For advertisers, Mr. Schlieff said, the choice is about finding the most effective content for their ad messages and he stressed the engagement theme that Court TV championed during last year’s upfront, the annual TV ad sales marketplace.
Indeed, Charlie Collier, exec VP-ad sales, detailed how the network delivered on last year’s guarantee to sell not only number of viewers but "engaged viewers," calculated by taking Nielsen Media Research minute-by-minute data and mixing it with media agencies' own measures of engagement.
“Court TV is leading a necessary evolution,” said Mr. Collier, who related how the company chief financial officer wanted to limit the amount of engagement dollars the channel could guarantee because of the risk. “The sweet spot of advertising is the involved viewer.”
Four major agencies made engagement-based deals with Court TV: Starcom, Magna Global, Carat and Mediaedge:cia. The network concluded the first quarter with an average prime-time audience of 396,000 in adults aged 18-to-49. Court TV said this is its best quarter in its 15-year history.
Marc Juris, general manager and program chief, unveiled a raft of compelling and offbeat upcoming shows as part of the network's upfront presentation.
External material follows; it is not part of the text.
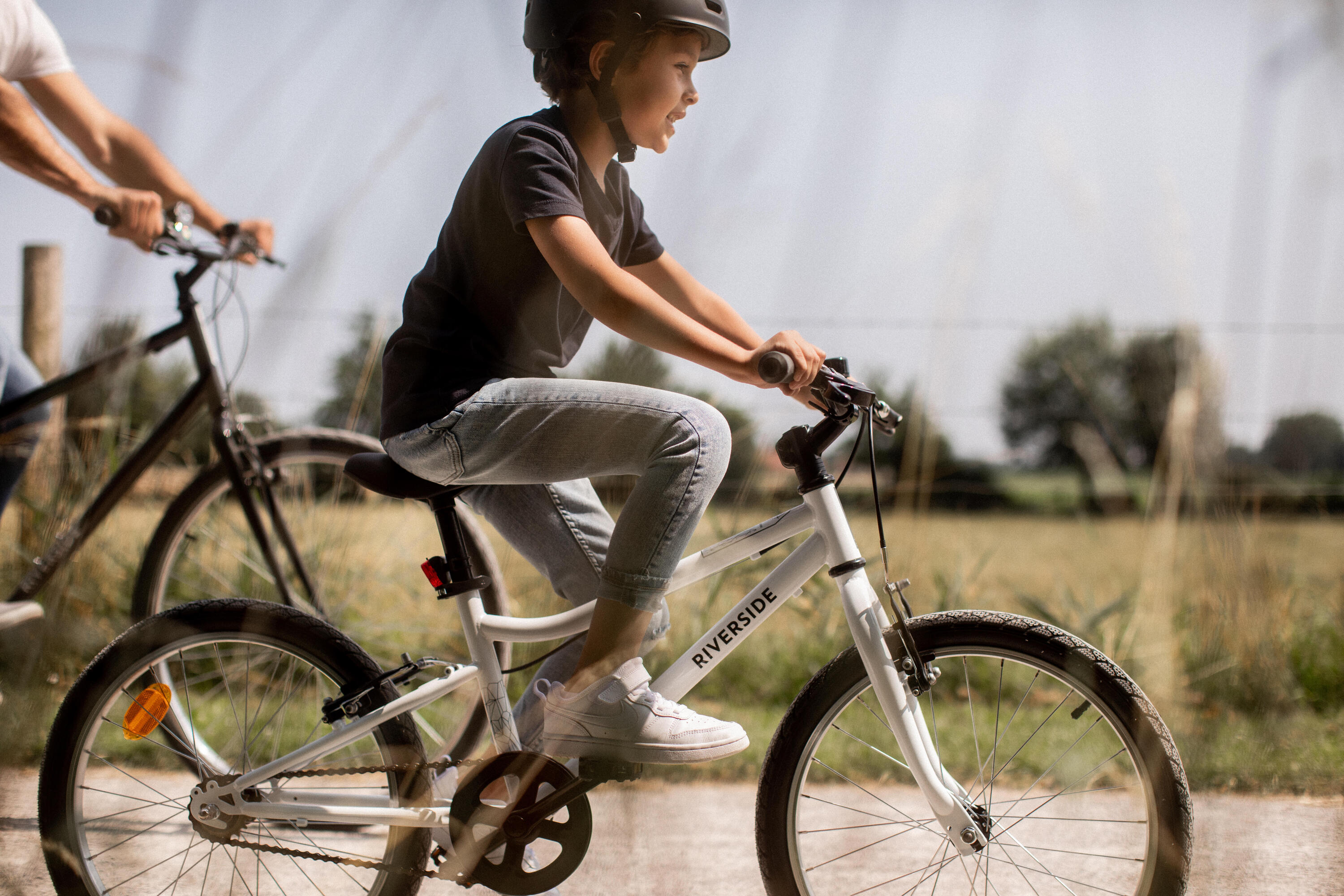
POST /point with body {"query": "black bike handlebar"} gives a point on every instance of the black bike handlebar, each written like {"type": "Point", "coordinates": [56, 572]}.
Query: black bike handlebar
{"type": "Point", "coordinates": [236, 242]}
{"type": "Point", "coordinates": [777, 367]}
The shows include a one-off called “Spam: The Documentary,” about how all that unwanted e-mail got its name (from the Monty Python sketch), and a hilarious but serious look at Jan Lewan, “The Man Who Would be Polka King,” a popular performer who was a criminal mastermind.
The network also has two shows in development, one fronted by director John Waters called “Divorce Story,” which follows a marriage after it goes sour, and “Call 911,” about the most amazing calls made to emergency service operators.